The article, published on the day when prominent Russian opposition leader Boris Nemtsov was assassinated, was widely quoted and spurred further discussions on how accessible healthcare is in Russia.
Timchenko says that Meduza, despite its fast growth, is not facing any pressure from Moscow partly because it is still small, plus it is based in the European Union.
She says that in current Russia, media have given up on resisting the authorities before any serious threats were implemented. Reminiscent of the Soviet repercussions on free media, most outlets chose to comply before they were forced to, Timchenko said.

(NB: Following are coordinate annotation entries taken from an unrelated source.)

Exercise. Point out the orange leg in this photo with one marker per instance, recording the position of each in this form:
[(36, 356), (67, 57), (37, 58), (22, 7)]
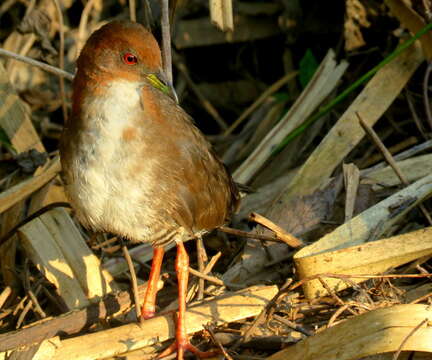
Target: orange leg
[(182, 341), (149, 306)]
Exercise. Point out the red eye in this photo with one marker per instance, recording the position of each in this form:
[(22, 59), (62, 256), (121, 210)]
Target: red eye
[(130, 59)]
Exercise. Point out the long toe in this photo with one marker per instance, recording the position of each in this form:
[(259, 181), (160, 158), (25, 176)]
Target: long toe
[(180, 348)]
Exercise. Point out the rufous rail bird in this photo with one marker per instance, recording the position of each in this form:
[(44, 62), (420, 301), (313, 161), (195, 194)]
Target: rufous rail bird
[(134, 164)]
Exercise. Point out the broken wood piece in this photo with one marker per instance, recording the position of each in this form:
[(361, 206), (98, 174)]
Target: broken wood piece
[(376, 332), (413, 168), (20, 191), (351, 180), (15, 119), (221, 14), (112, 342), (372, 258), (287, 238), (56, 247), (319, 87), (200, 32), (373, 222), (372, 102), (141, 253), (71, 322)]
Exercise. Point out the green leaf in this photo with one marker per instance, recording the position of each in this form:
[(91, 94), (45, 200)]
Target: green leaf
[(308, 66)]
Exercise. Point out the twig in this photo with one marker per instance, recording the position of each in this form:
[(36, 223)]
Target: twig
[(61, 58), (37, 307), (82, 26), (204, 102), (23, 314), (217, 342), (132, 10), (201, 275), (292, 325), (288, 239), (426, 94), (4, 295), (193, 289), (133, 282), (411, 333), (36, 214), (202, 259), (389, 158), (333, 295), (415, 116), (166, 41), (270, 90), (248, 234), (39, 64)]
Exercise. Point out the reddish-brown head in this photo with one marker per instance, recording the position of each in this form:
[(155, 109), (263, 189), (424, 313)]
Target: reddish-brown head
[(120, 49)]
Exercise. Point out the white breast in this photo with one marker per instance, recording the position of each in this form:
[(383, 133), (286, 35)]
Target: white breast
[(98, 189)]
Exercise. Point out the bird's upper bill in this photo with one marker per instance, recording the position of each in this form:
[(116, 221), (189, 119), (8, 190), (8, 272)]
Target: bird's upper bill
[(120, 49)]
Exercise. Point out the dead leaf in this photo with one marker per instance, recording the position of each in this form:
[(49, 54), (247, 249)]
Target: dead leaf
[(355, 18)]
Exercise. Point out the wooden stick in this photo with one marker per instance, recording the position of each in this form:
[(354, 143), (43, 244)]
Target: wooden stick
[(166, 41), (126, 338), (389, 158), (70, 323), (289, 239), (134, 282)]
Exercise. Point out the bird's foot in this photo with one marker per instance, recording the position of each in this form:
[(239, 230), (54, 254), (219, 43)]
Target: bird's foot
[(181, 347)]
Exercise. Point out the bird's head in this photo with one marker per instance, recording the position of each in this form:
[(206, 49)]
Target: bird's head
[(123, 50)]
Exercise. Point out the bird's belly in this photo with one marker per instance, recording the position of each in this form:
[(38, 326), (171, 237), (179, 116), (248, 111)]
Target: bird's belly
[(108, 199)]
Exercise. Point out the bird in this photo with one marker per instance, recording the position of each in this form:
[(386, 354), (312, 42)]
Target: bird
[(133, 162)]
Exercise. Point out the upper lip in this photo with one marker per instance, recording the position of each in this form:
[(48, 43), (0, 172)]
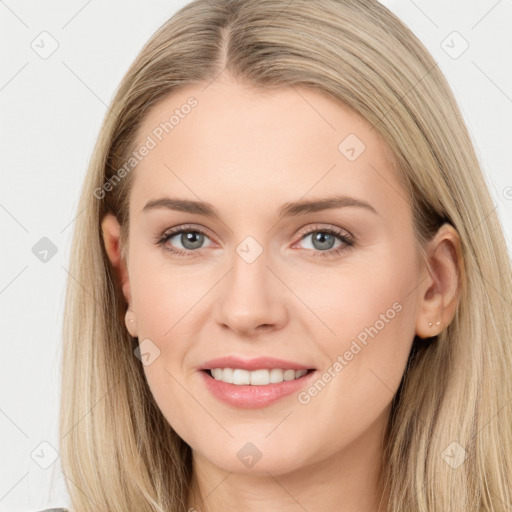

“The thunder didn’t even rumble and everyone got scared,” she said. “It’s like a [collective] memory reacting. Nothing special has happened yet, no journalist was handcuffed and taken away and hopefully it won’t happen, but before anything happened everyone got scared and retreated, put up the white flag. They are already racing to show their loyalty, completely forgetting the principles of the profession; completely forgetting that a journalist is not a comfortable character for everyone and that they should be inconvenient and unacceptable sometimes, because they aren’t allowed to sit comfortably.”
Timchenko, who says she is regularly getting calls from reporters all around Russia offering to write for Meduza, added she hopes her site will stay around for long.
“I would want us to stay for long. Because I am not ready to say we will work for three years and then split up,” she said.